6 Ağustos 2012 Pazartesi

Kuru Ciltlerin Bakımı



      Annemin cildi çok pürüzsüz ve güzeldir. Cildinin çok hassas ve kuru olması, bizi birazcık yordu ve araştırma yapmamızı sağladı. Aşırı kuru olduğu için günde çok kereler nemlendirici sürmesi gerekiyordu; aksi halde inanılmaz gerilip çatlıyordu. Zaman zaman pul pul soyulmalara kadar gidiyordu. Zetinyağını dahi sürdüğünde, yüzünden anında yok olacak kadar emilim sağlıyordu.

   Kuru ciltlerin ya suya ya da yağa ihtiyacı olduğunu öğrenerek, hem yağ bazlı, hem de su bazlı kremler denedik. Birçok markanın hassas ve kuru ciltler serisini kullandık ama nafile. Bu kremler yetersiz geldiği gibi bir de alerjen durumlar söz konusu oluyordu. Doktorun da önerileri çözüm olamıyordu.

   Cildimiz her geçen gün daha da hassaslaşıp, döküntülü ve kırmızımsı hallere bürününce bu nemlendiricilerden ister istemez vazgeçmek zorunda kaldık.

   Hassas cilde zarar vermeyecek üç tane meyve tespit ettik: Salatalık, elma, siyah üzüm.
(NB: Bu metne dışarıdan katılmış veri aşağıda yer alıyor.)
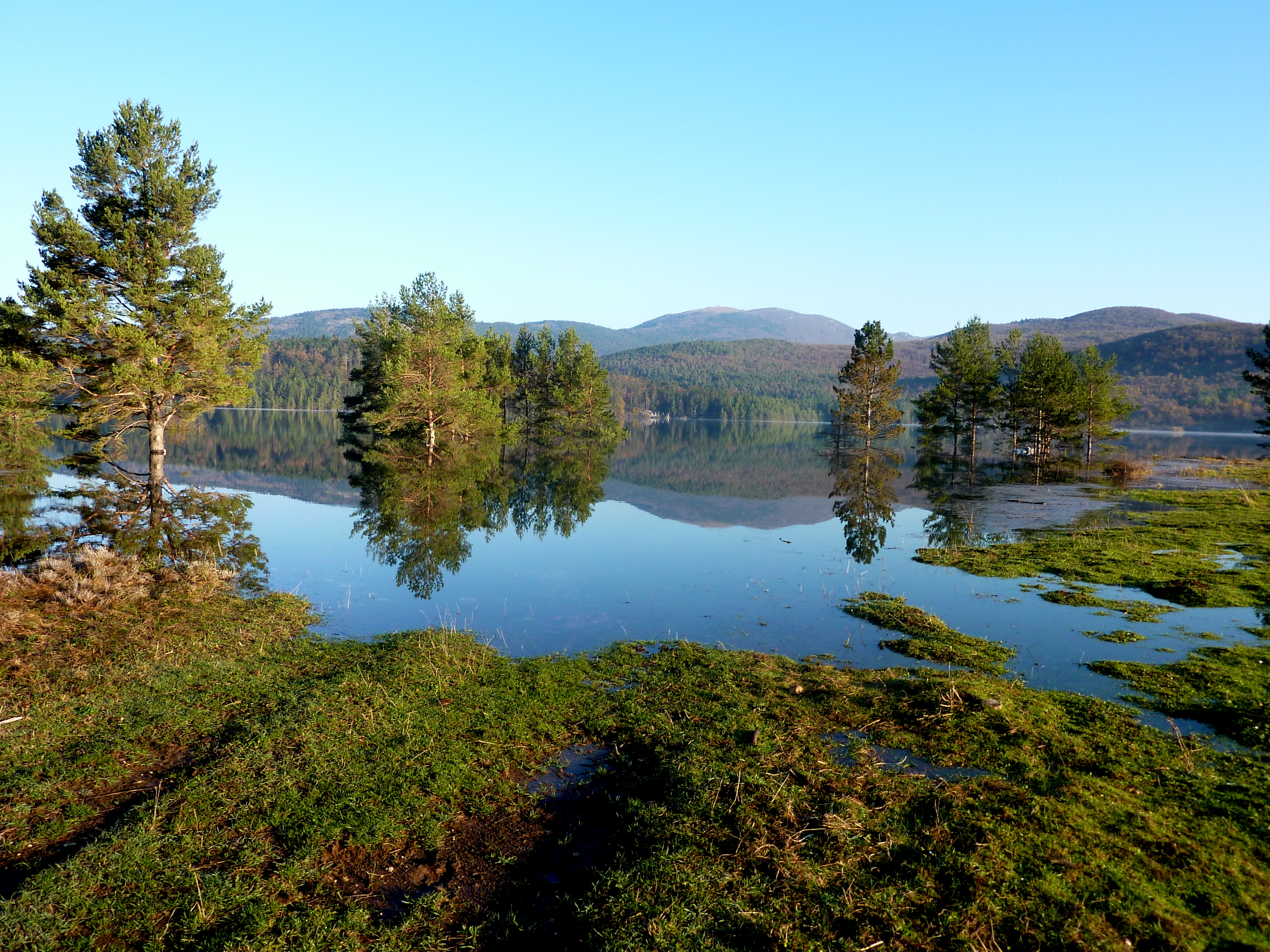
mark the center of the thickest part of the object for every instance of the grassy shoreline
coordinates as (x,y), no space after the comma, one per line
(195,770)
(274,791)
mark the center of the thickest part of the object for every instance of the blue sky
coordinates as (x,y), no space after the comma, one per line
(610,163)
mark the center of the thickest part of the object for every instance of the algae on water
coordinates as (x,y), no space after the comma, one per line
(1084,597)
(1121,636)
(929,638)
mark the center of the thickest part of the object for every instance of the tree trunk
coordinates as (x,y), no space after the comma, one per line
(155,478)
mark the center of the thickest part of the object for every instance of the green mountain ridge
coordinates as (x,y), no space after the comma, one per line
(1183,371)
(701,324)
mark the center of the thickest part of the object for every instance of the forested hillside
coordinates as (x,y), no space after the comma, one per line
(306,374)
(1183,376)
(755,380)
(1191,376)
(703,324)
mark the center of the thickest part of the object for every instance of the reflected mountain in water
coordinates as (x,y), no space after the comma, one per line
(864,494)
(418,511)
(188,530)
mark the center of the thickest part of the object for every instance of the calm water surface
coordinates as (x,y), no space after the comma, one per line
(721,533)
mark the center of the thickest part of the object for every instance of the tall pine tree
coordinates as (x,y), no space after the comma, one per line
(869,397)
(1098,399)
(131,309)
(962,402)
(425,370)
(1262,381)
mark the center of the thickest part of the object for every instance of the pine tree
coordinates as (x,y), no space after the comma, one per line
(26,385)
(868,400)
(865,497)
(423,370)
(962,402)
(1098,399)
(129,305)
(580,403)
(1047,381)
(1009,402)
(1262,381)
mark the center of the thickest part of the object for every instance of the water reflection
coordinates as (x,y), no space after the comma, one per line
(418,509)
(864,489)
(185,529)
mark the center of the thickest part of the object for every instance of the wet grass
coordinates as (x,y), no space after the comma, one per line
(1227,689)
(337,795)
(1121,636)
(1084,597)
(1173,554)
(198,772)
(930,639)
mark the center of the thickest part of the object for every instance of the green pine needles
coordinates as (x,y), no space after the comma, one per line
(1033,390)
(868,407)
(427,376)
(127,306)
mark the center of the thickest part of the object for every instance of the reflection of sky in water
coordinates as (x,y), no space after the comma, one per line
(653,563)
(629,574)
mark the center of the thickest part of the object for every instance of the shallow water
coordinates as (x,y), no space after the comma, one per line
(719,533)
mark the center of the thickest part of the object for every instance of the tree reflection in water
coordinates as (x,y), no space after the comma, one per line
(418,509)
(190,531)
(865,492)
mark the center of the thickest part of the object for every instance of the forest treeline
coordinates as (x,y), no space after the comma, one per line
(1176,378)
(306,374)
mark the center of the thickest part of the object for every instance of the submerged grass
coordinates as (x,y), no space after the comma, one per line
(1084,597)
(1173,554)
(1121,636)
(1227,689)
(929,638)
(298,794)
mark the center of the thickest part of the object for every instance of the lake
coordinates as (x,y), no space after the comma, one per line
(719,533)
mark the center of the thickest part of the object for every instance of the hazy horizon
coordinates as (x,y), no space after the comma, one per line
(916,164)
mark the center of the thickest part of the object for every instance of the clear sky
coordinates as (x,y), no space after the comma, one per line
(610,163)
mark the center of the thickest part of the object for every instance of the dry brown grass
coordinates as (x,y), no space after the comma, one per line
(100,577)
(1128,469)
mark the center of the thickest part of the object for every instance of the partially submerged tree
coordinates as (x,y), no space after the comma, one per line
(578,399)
(425,370)
(1262,381)
(868,407)
(864,494)
(962,402)
(1099,399)
(26,384)
(1009,403)
(1047,381)
(131,309)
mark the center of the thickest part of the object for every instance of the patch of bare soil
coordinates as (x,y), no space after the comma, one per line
(549,843)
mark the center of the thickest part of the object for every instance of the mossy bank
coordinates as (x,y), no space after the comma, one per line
(201,774)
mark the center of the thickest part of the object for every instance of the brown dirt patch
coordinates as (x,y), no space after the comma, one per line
(550,842)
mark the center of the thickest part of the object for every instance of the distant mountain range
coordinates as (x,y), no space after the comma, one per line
(771,364)
(1100,327)
(703,324)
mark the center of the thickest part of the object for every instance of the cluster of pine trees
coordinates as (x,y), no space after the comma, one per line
(427,376)
(306,374)
(1033,390)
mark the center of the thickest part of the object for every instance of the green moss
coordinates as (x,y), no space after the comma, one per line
(1093,831)
(1084,597)
(930,639)
(1227,689)
(1169,554)
(1121,636)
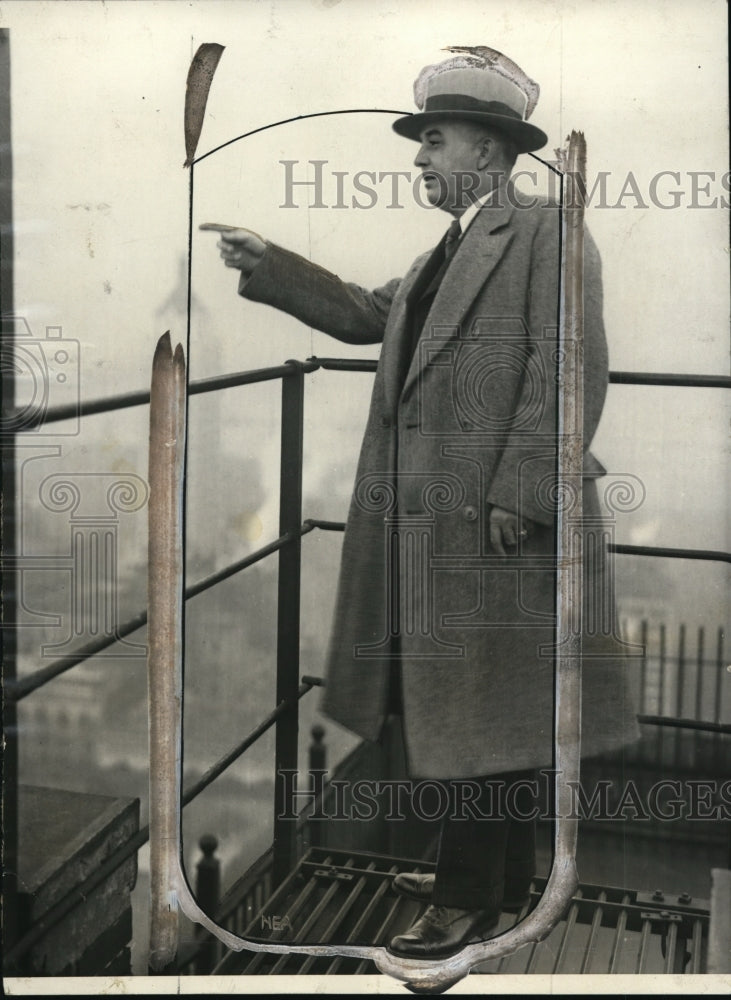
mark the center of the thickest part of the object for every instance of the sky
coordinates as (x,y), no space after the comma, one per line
(101,220)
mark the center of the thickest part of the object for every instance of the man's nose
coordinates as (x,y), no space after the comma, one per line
(421,159)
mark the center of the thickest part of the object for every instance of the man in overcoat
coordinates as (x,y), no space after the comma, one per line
(445,606)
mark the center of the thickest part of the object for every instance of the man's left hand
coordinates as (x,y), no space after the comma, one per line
(506,528)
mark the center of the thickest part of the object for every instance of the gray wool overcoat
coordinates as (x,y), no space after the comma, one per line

   Salatalığı ince dilimleyip, yüzümüze yerleştiriyoruz. Elmayı kabukları ile beraber rendeleyip suyunu çıkarıyoruz ve kompres yapıyoruz. Siyah üzümün de suyunu sürerek cildimizde bekletiyoruz. En az yarım saat bekletiyoruz. Dönüşümlü olarak meyveleri kullanıyoruz. Harika sonuçlar alıyoruz.

      Burada en ince nokta; bu meyvelerin pazardan, köylülerin yetiştirmiş olduğu tazecik ürünlerden tek tek seçilerek alınmış olmasıdır.

    Annemin cildinin bu kadar kuru hâlden böyle sakinleşmiş bir cilde dönüşmesi bizi hem çok şaşırttı, hem de çok mutlu etti. Bu meyvelerin taze olması ve bekletilmeden vitaminlerinin cilde verilmiş olması çok işe yaradı. Canım annem de artık sadece herkes gibi gün içerisinde bir kere sürmüş olduğu nemlendiricisiyle yetinebiliyor. Uzun uğraşlar sonucunda alkolsüz ve parabensiz bir nemlendirici artık yeterli geliyor. Hiç krem sürmediği günler dahi oluyor.